I am choking in paperwork. There seems to be an inordinate amount of show applications due by October 1, along with the proposals for the American Sewing Guild conference. My inbox is overflowing and all the bills are due on Thursday. I had all the banking to do from my trip last week, and my work from the summer shows is starting to return, one of the pieces from the Small Expressions exhibition sold, and I had to ship that out this morning.
I spent the afternoon, trying to decide what images to send to a major exhibit here in NJ. It is a show I’ve never gotten into, sponsored by the NJ State Council on the Arts, but in reality, I may have only applied a couple times in my whole career. For the first time in my life as an artist, not just a clothing designer/handweaver, I feel like I have a strong body of work to actually use for the application. Except I’ve already applied to two shows last week, for the same time frame, and apparently it is a big no no to use the same work for more than one application, because if the worst happens, and both shows accept the same piece, you can’t write them and say, sorry, I’m sending it to someone else. There is gallery exhibition etiquette here, and I’m new at this game.
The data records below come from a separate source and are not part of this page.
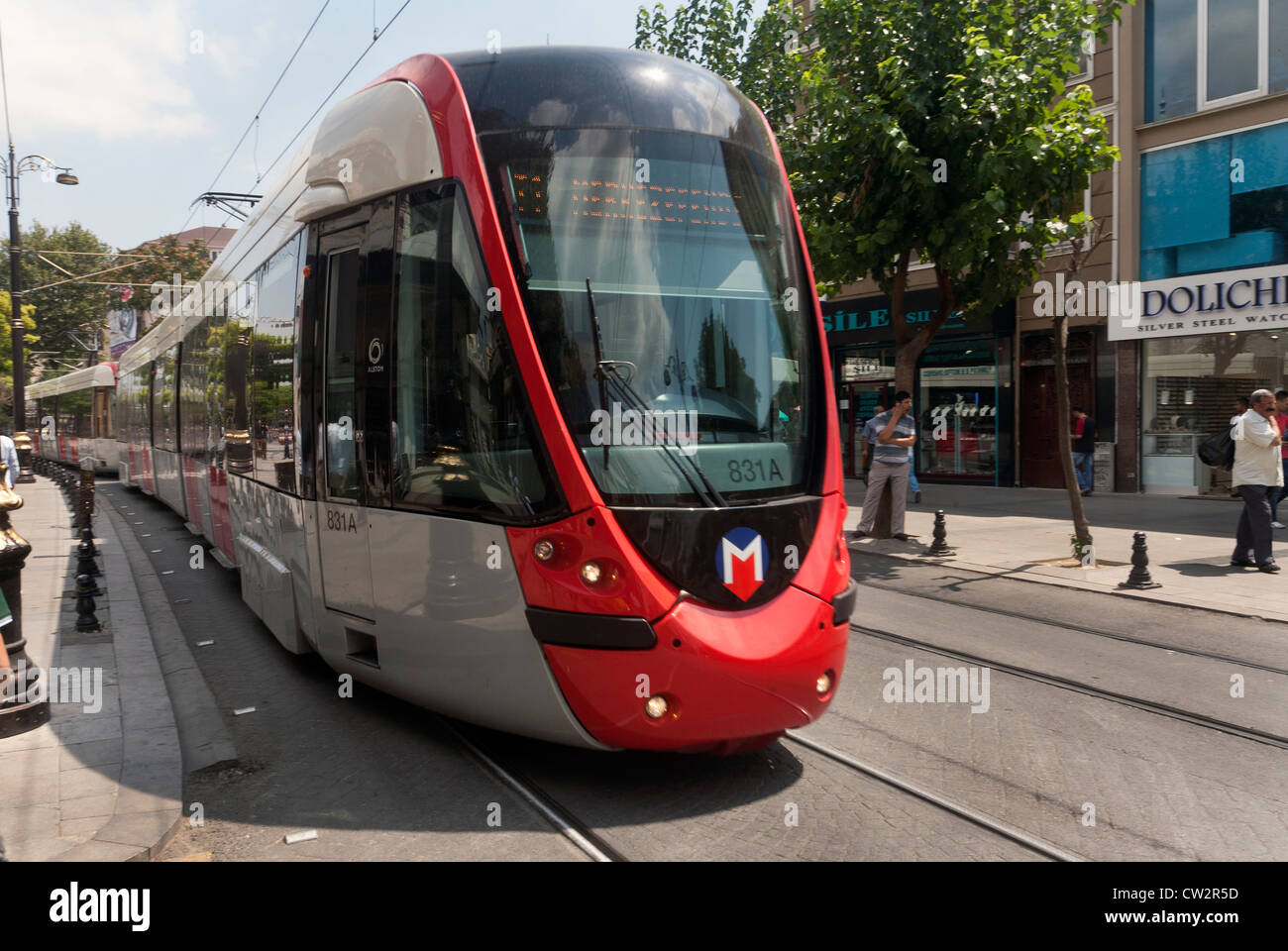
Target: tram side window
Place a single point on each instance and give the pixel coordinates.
(192, 390)
(464, 431)
(163, 403)
(342, 462)
(142, 401)
(271, 355)
(46, 418)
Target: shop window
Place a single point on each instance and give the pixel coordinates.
(956, 410)
(1215, 205)
(1207, 53)
(463, 432)
(271, 354)
(1189, 393)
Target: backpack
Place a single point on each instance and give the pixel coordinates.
(1219, 450)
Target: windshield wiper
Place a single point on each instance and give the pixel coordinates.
(709, 497)
(599, 364)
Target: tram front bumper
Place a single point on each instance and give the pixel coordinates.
(721, 676)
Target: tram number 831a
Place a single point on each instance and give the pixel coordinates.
(754, 471)
(342, 521)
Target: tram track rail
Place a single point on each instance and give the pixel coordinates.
(975, 817)
(1080, 687)
(1081, 629)
(563, 821)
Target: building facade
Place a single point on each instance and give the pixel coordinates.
(1194, 219)
(1206, 172)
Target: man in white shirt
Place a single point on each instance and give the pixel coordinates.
(9, 457)
(1257, 474)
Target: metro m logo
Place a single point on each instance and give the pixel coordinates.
(741, 561)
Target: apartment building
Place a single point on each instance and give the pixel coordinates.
(1196, 97)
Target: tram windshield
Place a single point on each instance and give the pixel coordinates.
(666, 291)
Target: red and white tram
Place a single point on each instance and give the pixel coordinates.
(510, 398)
(71, 418)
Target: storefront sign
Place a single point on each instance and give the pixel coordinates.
(868, 318)
(1220, 303)
(863, 368)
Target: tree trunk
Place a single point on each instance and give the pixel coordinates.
(1081, 526)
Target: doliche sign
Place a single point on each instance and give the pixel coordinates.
(1222, 303)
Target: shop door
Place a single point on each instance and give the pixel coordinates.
(1039, 435)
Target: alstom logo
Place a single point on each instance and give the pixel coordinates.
(741, 561)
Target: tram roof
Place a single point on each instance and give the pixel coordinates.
(99, 375)
(544, 86)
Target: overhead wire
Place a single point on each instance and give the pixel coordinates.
(256, 119)
(334, 89)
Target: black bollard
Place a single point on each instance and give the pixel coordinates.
(939, 547)
(85, 620)
(25, 707)
(1138, 578)
(85, 564)
(85, 502)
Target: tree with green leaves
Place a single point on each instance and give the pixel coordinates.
(756, 56)
(945, 132)
(938, 131)
(69, 311)
(30, 339)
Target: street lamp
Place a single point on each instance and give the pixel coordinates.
(12, 170)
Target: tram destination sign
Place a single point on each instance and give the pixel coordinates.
(1228, 302)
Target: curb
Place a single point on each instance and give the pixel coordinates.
(204, 739)
(150, 799)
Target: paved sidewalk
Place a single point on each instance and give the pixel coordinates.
(103, 779)
(1017, 532)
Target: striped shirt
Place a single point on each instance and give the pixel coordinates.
(889, 453)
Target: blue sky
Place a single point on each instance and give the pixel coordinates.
(116, 92)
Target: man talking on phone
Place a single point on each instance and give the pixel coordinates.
(897, 432)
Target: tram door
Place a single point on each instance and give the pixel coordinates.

So I spent about 3 hours on the application, trying to figure out how to navigate this one, after driving to Bergen County with my husband for a field trip.
I got one of my pieces accepted to the Art Center of Northern NJ’s 18th National Juried Show. I posted the show, which runs October 11-November 2, in my events calendar, in the widget on the right. The drop off for the work was today, and I invited my husband to come along for the ride. He was born and raised in Bergen County, and I thought it would be fun to drive around the area and see what’s changed. Change is an understatement. I enjoyed his stories, of shooting troubles as a lineman for the phone company, where there were serious breaks in the phone lines, one on Christmas eve, where he stopped at a tree seller, and threw a Christmas tree in the back of the phone company truck on the way home to his mom’s, and hanging over a stream trying to repair a line hit by a backhoe, as a thunderstorm hit. Funny the things we remember, vividly. It was a lovely afternoon.
I ran into Nisha Drinkard at the Panera where we stopped for lunch, former fiber department head at William Paterson University. We chatted for awhile. And having just gone to the Peters Valley 38th annual craft fair yesterday, I’ve spent a lot of time talking to other fiber artists, and how they are fairing in this poor economy. I’m always amazed at how upbeat artist’s are, and how resourceful they can be, and how they aren’t afraid to reinvent themselves.
So, back to the paperwork. I haven’t decided if I really hate paperwork, or I am challenged by it and am really good at it. It is a love/hate relationship, but the bottom line is, I can’t teach if I don’t write proposals, and I can’t get my work into shows if I don’t fill out entry forms and applications, and I can’t stay in my house if I don’t pay my mortgage and utility bills, all of which are due within the week. So, whether I love it or hate it, it all still has to be done.
Which is why I took a break for what my weaving buddy Sally calls, a weaving snack. While I was at Sievers last week, I stayed in the teacher’s cottage, which is full of lovely things that other instructors have done and donated to decorate the house. (Note to self: I really need to make something to send to them for the house…) On one of the end tables was a beautiful mat made from inkle loom strips, five in each direction, plaited together and stitched around the edges. Simple enough. I don’t know who made the one on the table at Sievers, but I thought it was a great thing to do in about 15 minutes with a finished inkle band. God knows I have enough of them.
Sidebar: After I graduated with a degree in fine arts, in 1977, I went to work for a retail chain of mall stores, called the Craft Showcase, owned by Cole National Corp. It was the only experience I’ve ever had working in corporate America. And that was quite enough. The stupidity of some of the mandates from corporate headquarters, like change every price tag in the store to read .99, instead of .00. We had to drop one cent on the price of every item in the store, thousands of items, and when we finally finished the job, headquarters decided we had to change them all back. I still remember stupid stuff like that.
I did enjoy the job, I taught classes in calligraphy, stained glass, macramé (which you will recall was the technique du jour in the 70’s), along with needlework, fine art techniques, and anything else that came along where we had to promote the products and teach students how to make stuff. I was responsible for making sure the ceramic owl eyes were always in stock, making a macramé owl plant hanger was the most popular class. And I did all the window and wall displays. I learned a lot from that job, and I picked up a lot of things while I worked there, which still exist in my studio and come in handy. Like my macramé board. With the $2. price tag on it.
Of course I had to go looking in my daughter’s room. When things are missing from my studio, I can usually find them there.